The polychronous model of computation had been used previously as semantic model for systems described in the core AADL standard. This translation of AADL specifications into the polychronous model now takes into account the behavior specifications. The import of AADL behavior annexes (AADL-BA) to the polychronous model relies on polychronous automata and on small steps/big steps semantics. Small steps may be viewed as an implicit oversampling of the big steps. To express such implicit upsampling, a model of Signal-thread has been introduced in Polychrony (refer to Section “New trends and developments in Polychrony”). In that context, the translation of a behavior annex associated with an AADL thread consists mainly in the production of the corresponding Signal automaton, which is declared as a Signal-thread, and the definition of the environment required for this Signal-thread. In particular, the signal complete-thread is defined so that it will occur when the next state of the automaton is a complete state (the control will return to the scheduler): in other words, it specifies the end of a sequence of small steps.

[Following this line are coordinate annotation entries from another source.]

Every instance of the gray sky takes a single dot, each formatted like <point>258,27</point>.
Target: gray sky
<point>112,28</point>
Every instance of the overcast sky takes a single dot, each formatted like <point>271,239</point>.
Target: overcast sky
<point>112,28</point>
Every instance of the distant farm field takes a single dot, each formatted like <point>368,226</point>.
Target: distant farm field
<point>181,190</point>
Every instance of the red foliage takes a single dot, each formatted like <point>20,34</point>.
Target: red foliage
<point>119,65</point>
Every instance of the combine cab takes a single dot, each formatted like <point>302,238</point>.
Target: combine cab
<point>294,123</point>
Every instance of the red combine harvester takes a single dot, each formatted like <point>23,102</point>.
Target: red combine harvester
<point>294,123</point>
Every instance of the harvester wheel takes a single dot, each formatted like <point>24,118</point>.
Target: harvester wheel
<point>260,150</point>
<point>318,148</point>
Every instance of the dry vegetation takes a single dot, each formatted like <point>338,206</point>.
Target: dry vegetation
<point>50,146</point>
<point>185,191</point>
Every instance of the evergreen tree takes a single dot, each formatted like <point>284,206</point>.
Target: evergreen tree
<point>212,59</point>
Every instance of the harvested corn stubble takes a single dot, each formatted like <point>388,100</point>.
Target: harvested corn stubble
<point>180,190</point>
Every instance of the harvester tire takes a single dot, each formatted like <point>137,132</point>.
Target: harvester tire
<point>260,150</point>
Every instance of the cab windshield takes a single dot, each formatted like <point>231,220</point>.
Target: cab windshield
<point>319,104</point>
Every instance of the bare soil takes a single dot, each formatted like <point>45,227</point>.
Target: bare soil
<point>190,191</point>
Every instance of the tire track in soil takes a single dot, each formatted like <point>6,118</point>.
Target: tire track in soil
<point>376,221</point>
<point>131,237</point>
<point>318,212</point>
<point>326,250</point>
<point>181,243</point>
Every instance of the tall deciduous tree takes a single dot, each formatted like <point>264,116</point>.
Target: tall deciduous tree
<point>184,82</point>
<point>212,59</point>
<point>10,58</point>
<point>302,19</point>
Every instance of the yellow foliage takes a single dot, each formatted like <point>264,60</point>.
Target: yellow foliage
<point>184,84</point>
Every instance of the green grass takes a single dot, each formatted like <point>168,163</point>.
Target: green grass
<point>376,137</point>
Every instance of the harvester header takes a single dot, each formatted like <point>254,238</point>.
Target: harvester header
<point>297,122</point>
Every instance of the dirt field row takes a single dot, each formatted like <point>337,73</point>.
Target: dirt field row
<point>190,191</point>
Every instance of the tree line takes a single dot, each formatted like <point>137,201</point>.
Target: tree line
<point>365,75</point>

A specific difficulty in the translation of AADL-BA is the translation of the action language, which is related to the general problem of the translation of a sequential language to a dataflow one. First, in AADL-BA actions, a given variable may be assigned several times in a sequence (for example, x=a+b;x=x+a). Thus an AADL-BA action has to be transformed into a SSA (static single assignment) form (x0=a+b;x=x0+a in the previous example). Another possible problem is the translation of AADL-BA loop structures (for, while, do until). In our case, this is solved, again, by considering them as Signal-threads: the dispatch-thread event is defined by the upperbound of the clocks of the inputs of the loop and the complete-thread event defines the termination of the loop.